A TV comedy scripter, Fernandez serves up a weird concoction which tackles issues like mateship, family, failure and success, with an oddball collection of characters but without much credibility or charm.
In the opening voice-over, the unseen Suso, who died from a drug overdose, speaks from the grave as his friends gather for the funeral. There’s Cundo (Javier Camara), who returns home after 10 years in Argentina, where he supposedly runs two pizzerias and announces, to the surprise of his parents, Tino (Emilio Gutierrez Caba) and Mercedes (Mariana Cordero), that he has a six-months-old daughter. Fernando (Gonzalo de Castro) is married to Cundo's former girlfriend Rosa (Fanny Gautier) who, Fernando suspects, still has the hots for Cundo.

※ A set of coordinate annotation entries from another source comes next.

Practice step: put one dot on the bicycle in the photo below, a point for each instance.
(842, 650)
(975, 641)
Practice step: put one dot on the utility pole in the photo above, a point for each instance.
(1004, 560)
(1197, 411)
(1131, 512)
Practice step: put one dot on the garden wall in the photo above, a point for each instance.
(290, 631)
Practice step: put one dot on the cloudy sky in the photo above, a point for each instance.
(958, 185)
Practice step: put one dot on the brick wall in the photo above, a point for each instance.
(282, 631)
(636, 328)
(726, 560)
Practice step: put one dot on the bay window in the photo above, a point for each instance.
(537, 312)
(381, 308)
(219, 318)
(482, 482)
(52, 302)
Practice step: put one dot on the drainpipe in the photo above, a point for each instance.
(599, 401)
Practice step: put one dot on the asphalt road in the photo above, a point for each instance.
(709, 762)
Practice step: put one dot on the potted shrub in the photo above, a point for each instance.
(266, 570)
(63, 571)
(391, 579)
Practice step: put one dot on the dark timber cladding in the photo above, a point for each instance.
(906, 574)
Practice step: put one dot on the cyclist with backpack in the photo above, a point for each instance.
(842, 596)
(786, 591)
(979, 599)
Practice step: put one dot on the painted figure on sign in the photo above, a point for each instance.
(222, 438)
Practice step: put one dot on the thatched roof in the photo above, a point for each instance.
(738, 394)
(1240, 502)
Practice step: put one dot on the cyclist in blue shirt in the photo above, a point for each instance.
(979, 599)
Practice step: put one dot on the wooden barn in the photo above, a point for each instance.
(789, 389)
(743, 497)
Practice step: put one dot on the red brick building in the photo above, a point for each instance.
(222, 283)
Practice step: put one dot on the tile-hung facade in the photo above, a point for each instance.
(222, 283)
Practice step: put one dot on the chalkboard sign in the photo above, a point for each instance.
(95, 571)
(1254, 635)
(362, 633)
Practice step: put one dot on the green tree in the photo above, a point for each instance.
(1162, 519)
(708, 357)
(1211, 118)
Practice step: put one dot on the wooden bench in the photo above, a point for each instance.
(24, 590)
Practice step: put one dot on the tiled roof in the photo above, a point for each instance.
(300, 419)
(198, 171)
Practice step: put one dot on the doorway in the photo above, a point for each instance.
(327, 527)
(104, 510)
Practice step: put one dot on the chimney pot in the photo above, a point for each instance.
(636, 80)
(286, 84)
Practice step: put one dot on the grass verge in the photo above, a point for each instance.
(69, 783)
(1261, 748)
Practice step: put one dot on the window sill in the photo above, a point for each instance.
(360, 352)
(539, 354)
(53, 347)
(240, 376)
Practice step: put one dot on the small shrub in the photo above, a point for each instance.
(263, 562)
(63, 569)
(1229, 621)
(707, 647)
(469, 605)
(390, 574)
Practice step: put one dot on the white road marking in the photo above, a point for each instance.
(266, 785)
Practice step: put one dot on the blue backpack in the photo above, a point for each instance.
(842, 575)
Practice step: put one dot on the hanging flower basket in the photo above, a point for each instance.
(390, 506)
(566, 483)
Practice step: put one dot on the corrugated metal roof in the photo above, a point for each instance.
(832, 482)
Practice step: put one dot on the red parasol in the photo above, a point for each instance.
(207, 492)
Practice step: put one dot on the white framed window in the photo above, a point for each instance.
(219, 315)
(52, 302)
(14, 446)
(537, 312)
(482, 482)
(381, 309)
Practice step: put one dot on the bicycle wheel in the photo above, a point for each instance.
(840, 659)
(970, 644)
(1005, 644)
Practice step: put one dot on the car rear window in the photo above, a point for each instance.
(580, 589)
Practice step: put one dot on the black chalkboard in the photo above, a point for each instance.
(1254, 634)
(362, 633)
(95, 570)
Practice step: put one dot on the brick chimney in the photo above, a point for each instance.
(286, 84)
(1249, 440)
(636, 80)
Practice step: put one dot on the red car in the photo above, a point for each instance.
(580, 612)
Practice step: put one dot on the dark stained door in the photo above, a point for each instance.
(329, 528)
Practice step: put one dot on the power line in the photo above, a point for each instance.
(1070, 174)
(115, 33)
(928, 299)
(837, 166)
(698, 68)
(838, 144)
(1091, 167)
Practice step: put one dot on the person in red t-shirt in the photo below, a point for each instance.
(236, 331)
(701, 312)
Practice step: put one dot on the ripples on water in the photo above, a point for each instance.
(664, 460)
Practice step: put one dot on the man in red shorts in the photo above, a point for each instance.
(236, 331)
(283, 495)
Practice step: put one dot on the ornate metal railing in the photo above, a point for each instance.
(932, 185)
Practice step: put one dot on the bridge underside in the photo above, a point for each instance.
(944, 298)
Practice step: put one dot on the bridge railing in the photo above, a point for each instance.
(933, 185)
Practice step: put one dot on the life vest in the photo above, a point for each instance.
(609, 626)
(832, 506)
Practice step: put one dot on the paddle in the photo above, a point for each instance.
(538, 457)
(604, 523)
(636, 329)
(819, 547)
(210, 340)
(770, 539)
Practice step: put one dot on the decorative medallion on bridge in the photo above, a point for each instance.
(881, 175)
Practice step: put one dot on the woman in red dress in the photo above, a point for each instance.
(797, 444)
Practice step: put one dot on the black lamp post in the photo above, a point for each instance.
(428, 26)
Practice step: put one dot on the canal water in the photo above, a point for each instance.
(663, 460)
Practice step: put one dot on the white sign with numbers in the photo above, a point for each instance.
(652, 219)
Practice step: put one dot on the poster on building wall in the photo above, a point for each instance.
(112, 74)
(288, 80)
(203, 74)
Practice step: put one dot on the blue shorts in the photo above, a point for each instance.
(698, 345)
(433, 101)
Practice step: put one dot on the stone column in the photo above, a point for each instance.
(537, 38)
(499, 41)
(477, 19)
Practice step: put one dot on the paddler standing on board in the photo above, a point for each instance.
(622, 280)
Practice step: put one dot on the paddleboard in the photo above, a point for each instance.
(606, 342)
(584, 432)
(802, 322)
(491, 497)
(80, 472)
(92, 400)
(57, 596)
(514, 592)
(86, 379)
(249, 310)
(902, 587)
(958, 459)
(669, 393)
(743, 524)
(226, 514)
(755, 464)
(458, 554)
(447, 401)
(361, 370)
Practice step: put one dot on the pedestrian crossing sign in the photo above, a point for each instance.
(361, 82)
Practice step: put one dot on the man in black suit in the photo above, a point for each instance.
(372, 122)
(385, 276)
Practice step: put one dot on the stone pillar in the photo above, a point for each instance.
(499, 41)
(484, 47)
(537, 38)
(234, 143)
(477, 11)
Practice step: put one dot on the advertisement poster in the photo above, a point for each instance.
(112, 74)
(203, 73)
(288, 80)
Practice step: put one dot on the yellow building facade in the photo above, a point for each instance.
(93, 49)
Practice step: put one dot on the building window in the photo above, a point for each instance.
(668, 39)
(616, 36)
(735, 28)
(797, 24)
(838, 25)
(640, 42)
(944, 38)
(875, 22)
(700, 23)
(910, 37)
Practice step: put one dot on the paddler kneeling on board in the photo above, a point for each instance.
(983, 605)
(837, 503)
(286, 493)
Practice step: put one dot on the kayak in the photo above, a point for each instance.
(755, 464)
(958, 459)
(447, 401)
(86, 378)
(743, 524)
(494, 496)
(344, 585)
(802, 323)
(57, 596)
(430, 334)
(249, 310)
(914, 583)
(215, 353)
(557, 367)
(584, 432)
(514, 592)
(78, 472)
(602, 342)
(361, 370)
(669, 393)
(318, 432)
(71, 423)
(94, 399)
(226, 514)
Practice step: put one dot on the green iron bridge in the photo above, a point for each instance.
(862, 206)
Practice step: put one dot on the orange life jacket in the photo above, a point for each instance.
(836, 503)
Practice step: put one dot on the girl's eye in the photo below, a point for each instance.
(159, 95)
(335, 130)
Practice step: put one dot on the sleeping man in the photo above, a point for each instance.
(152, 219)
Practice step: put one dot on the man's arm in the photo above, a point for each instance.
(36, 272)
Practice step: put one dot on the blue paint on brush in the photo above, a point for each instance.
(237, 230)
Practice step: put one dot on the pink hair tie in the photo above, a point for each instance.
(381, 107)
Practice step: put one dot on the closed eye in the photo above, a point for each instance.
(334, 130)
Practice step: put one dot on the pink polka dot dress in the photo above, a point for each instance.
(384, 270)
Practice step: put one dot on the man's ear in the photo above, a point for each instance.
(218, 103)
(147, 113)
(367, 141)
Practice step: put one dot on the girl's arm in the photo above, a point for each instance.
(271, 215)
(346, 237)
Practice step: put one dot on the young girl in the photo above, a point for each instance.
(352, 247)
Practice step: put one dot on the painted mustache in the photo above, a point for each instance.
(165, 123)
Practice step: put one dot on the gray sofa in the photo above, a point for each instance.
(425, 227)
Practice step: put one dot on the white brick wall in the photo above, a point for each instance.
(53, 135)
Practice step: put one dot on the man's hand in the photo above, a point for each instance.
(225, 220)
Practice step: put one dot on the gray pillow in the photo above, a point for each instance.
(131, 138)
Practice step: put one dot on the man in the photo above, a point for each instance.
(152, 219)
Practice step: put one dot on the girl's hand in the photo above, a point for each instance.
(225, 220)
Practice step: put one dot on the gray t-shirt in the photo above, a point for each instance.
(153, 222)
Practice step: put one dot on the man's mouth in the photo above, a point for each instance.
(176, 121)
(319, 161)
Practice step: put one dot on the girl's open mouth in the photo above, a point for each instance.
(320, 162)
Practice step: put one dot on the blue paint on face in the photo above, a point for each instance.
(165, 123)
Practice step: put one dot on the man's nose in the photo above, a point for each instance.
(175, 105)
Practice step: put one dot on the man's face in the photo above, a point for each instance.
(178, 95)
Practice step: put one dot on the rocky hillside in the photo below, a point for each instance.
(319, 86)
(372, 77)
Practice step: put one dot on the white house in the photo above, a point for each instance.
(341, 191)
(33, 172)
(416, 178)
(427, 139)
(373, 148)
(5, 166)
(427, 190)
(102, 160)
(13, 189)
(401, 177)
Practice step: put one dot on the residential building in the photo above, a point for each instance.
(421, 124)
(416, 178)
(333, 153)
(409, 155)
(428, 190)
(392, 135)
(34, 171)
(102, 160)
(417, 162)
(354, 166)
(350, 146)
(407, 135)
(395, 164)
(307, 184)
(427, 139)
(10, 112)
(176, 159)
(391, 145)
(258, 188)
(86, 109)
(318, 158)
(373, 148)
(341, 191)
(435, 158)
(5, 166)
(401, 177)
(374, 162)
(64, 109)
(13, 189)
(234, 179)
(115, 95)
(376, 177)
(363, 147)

Pablo (Jose Luis Alcobendas) is a cattle farmer who dates a prostitute, one of whose clients is Mote (Cesar Vea).
Cundo’s parents barely speak to each other, his mother calls him a 'retard,’ and his father seeks solace in the whorehouse. It’s soon clear that Cundo isn’t the success he claims to be back in Argentina after he renews acquaintance with the spunky Marta (Malena Alterio), to whom she lost her virginity years ago, not that the perpetually forgetful fellow remembers it. After Cundo finds drawings of towers left by Suso, he decides to build a seven-metre high wooden tower in memory of his dead friend.
His mates understandably can’t see the point of his exercise, tensions boil over, they fight, make up, and start erecting the tower. The rudimentary structure, I suppose, is meant to be a metaphor for these 40-year-old adolescent males finally growing up and finding a purpose in life. But the whole thing isn’t very convincing or amusing. Extras include a 'Making of’ featurette with interviews with the director and key cast.